Bayard, 330 p., 16,90 €

senezePrésentant la récente exhortation du pape François sur la famille, le cardinal Christoph Schönborn définissait ce texte comme « un événement de langage ». Il soulignait « une fraîcheur du langage, (…) une immédiateté du langage, un langage poétique, imagé ». « Il y a quelque chose qui se passe dans la manière dont le pape François utilise le langage », résumait-il. Nicolas Senèze, journaliste à La Croix, en a fait la matière d’un livre.

« Traduction » du langage papal

Les Mots du pape servent de dictionnaire bergoglien pour qui veut comprendre tout ce que charrient des expressions, comme « périphéries » ou « mondanités », devenues inséparables du pontificat. Des mots si courants dans le discours du pape qu’on risque d’en perdre la profondeur du sens, comme on récite une prière parfois machinalement.

« Il est nécessaire de traduire ce pape latino-américain pour aller au-delà des slogans auxquels certains voudraient trop facilement le réduire », explique au début de son ouvrage Nicolas Senèze, selon qui la pensée du pape François « est certainement moins académique que celle de son prédécesseur Benoît XVI (mais) apparaît tout aussi solidement structurée ». L’auteur, qui connaît bien l’Amérique du Sud, montre par exemple comment les quatre principes généraux qui soutiennent toujours la pensée bergoglienne – « le temps est supérieur à l’espace », « l’unité prévaut sur le conflit », « la réalité est plus importante que l’idée » et « le tout est supérieur à la partie » – ont été forgés pour l’essentiel au début des années 1970.

Théologie du peuple

Au fil des mots, Nicolas Senèze revisite ainsi l’histoire personnelle de Jorge Bergoglio. Celle d’abord d’un jésuite (chapitre ouvrant l’ouvrage) marqué en Argentine par la théologie du peuple. Ces mots clés ouvrent l’accès à d’autres notions essentielles pour saisir non seulement le langage du pape François mais, au-delà, ses gestes et ses actes. L’auteur montre comment, en religieux, le pape est attaché à la « communauté », premier mot du livre, et à la vie en collectivité qui l’accompagne. « C’est d’ailleurs pour cela, une fois élu, qu’il a choisi de rester à la Maison Sainte-Marthe, “l’hôtel” des cardinaux pendant le conclave, plutôt que de s’installer au palais du Vatican », justifie le journaliste, donnant ici la raison la plus solide derrière le choix singulier du nouveau pape.

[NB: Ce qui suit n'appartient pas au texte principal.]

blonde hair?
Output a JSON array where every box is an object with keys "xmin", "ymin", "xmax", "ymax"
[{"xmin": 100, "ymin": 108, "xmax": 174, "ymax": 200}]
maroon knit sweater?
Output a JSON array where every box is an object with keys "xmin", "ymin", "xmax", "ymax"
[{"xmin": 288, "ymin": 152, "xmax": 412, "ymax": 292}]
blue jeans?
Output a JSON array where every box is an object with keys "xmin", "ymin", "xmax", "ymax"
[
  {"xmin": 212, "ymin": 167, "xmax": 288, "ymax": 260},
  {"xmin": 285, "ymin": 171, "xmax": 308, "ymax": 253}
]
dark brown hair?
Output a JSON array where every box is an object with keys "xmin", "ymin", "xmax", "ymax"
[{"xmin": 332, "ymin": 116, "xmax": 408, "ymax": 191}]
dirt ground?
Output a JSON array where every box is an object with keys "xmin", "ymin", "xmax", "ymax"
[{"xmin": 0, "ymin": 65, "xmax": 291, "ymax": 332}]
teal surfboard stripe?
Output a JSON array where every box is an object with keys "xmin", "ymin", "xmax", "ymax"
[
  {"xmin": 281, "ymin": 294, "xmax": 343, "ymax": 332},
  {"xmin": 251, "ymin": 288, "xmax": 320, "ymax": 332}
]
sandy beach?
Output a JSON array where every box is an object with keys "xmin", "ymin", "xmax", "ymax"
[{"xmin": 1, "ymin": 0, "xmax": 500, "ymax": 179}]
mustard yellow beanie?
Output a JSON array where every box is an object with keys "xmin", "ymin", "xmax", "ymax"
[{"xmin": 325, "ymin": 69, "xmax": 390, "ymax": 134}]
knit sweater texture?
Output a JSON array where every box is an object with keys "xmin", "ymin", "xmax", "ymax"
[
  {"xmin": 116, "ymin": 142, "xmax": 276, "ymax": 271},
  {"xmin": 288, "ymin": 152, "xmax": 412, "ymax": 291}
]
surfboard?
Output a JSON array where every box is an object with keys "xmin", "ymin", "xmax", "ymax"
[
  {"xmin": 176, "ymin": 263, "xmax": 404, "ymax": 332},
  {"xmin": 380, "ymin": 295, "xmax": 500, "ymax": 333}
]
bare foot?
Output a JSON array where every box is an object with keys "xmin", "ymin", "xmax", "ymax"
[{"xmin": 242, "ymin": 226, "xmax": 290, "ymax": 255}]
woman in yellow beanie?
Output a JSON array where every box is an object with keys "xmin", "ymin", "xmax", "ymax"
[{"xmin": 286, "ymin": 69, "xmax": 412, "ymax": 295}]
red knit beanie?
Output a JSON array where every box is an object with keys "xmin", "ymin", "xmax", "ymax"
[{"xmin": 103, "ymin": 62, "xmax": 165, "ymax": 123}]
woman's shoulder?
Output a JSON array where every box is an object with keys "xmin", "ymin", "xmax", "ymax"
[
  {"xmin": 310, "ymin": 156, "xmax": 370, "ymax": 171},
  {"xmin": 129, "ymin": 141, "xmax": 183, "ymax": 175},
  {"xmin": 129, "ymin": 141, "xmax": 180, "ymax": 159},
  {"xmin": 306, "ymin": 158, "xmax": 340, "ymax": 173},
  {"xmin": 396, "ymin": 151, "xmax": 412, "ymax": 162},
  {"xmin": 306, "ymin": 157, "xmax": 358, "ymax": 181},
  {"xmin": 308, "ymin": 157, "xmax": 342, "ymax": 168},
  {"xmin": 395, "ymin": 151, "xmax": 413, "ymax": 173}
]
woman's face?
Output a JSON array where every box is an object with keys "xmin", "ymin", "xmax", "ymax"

Le livre à l’expressive couverture warholienne ne prétend pas pour autant décortiquer le pontificat de A à Z – le mot « frères », si courant sous la plume du pape, en est par exemple curieusement absent. Mais, des « migrants » à la « miséricorde », en passant par « l’économie (qui tue) » ou la « famille », il n’oublie aucun thème essentiel, qu’il éclaire avec le rappel de l’histoire, le témoignage de proches et, surtout, de savoureux extraits de la langue bergoglienne.

Sébastien Maillard (à Rome)

FAMILLE : Une édition commentée d’« Amoris laetitia »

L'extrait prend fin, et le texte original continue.